An addition in supply could lead prices to correct, but not violate the general trend, he added.
Brent prices have already gained over 300% since the April 2020 bottom, but with a proper economic recovery, the price could hit $75 by year-end, he noted.
“Reintroducing more oil into the market should have a minimal impact on prices since demand is expected to increase in the coming months and vaccines continue to be distributed,” said Mike Narkiewicz, senior portfolio manager at State Street Global Advisors.
In case OPEC+ decides to ease supplies back into the market, it will also signal a level of comfort with price levels, said Han Tan, market analyst with FXTM. “Any breach of the $70/bbl psychological level for Brent futures by mid-year would be primarily driven by demand-side factors,” he added.

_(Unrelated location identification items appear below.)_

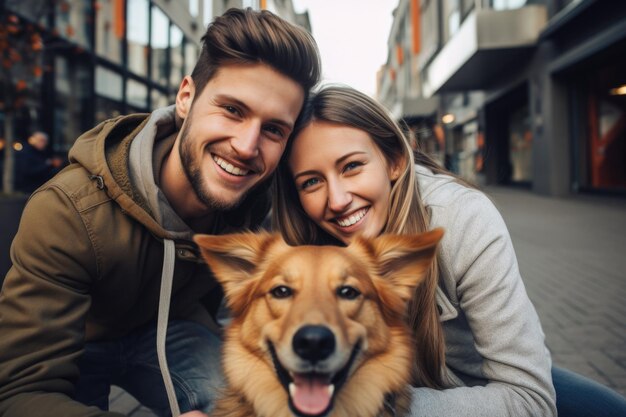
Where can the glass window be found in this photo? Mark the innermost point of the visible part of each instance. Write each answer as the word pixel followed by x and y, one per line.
pixel 33 10
pixel 137 94
pixel 137 34
pixel 158 38
pixel 71 109
pixel 521 145
pixel 176 56
pixel 508 4
pixel 106 109
pixel 191 56
pixel 108 83
pixel 453 17
pixel 72 21
pixel 159 99
pixel 193 7
pixel 110 29
pixel 429 30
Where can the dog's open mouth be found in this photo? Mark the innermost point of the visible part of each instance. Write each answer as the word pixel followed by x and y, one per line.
pixel 312 394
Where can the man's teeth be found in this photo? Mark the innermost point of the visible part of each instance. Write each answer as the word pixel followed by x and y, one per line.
pixel 228 167
pixel 352 219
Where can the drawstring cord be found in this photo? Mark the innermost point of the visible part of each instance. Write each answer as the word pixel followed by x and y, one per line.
pixel 167 276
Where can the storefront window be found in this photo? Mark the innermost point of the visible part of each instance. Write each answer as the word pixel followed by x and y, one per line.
pixel 607 127
pixel 33 10
pixel 158 38
pixel 521 145
pixel 159 99
pixel 73 21
pixel 508 4
pixel 107 109
pixel 110 29
pixel 176 56
pixel 109 84
pixel 138 36
pixel 71 112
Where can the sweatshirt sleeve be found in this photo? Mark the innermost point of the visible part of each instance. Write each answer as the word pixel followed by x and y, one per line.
pixel 43 307
pixel 508 349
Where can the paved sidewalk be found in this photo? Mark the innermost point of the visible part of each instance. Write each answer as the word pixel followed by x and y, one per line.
pixel 572 255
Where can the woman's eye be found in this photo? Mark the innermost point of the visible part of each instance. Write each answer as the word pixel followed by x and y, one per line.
pixel 348 293
pixel 351 166
pixel 232 110
pixel 309 183
pixel 281 291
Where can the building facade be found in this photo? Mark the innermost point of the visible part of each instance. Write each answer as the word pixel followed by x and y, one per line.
pixel 517 92
pixel 103 58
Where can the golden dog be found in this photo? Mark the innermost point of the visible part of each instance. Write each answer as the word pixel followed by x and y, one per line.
pixel 317 330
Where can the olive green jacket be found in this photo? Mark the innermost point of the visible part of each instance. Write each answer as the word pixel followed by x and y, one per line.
pixel 87 264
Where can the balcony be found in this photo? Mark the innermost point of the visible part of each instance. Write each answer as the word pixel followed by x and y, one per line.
pixel 489 44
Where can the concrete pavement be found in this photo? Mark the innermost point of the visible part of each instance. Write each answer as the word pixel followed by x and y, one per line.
pixel 572 255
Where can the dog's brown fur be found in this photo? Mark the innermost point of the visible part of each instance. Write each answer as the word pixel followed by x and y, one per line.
pixel 255 269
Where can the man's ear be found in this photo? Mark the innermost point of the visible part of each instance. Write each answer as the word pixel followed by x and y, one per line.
pixel 185 96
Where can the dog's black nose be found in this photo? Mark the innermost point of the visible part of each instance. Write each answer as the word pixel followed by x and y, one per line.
pixel 314 343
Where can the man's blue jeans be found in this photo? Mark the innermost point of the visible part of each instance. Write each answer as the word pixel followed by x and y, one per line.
pixel 193 356
pixel 577 396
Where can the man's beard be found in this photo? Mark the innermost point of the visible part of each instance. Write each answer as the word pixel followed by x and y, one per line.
pixel 193 170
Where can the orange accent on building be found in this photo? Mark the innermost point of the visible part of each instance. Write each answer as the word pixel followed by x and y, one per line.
pixel 416 20
pixel 118 18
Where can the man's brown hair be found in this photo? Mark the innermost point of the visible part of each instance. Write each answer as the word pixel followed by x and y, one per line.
pixel 246 36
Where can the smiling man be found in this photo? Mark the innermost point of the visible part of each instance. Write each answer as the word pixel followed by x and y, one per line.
pixel 104 253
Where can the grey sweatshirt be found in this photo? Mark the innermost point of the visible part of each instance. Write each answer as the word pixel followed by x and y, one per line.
pixel 495 347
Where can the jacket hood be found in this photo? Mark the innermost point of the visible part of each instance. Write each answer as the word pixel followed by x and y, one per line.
pixel 104 151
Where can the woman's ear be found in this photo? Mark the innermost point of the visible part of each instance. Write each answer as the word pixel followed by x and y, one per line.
pixel 184 97
pixel 396 168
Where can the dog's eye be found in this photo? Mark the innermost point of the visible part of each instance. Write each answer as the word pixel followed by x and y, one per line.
pixel 281 291
pixel 347 292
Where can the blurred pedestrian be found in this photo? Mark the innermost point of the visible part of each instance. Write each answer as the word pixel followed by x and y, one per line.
pixel 33 165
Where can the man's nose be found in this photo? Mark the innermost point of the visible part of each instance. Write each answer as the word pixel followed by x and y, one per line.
pixel 339 197
pixel 246 142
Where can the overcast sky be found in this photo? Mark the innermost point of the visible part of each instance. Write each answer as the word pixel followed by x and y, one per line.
pixel 352 37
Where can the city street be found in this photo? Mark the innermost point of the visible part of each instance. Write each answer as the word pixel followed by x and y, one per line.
pixel 572 255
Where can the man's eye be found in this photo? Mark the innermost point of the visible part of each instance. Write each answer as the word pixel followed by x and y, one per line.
pixel 275 131
pixel 281 291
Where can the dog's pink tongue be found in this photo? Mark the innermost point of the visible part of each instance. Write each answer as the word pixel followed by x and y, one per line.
pixel 310 395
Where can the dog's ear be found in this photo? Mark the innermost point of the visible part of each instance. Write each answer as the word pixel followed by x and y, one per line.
pixel 403 260
pixel 234 258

Claus expects that oil prices are likely to consolidate by the end of Q1 2021 and remain close to approximately $60/bbl through year-end.
“I think crude oil demand will rise sharply as the global economies re-open and travel re-starts. But this will be offset as OPEC supply is likely to rise proportionally. So, the net impact of this will be neutral on prices,” said Fawad Razaqzada, market analyst with Think Markets.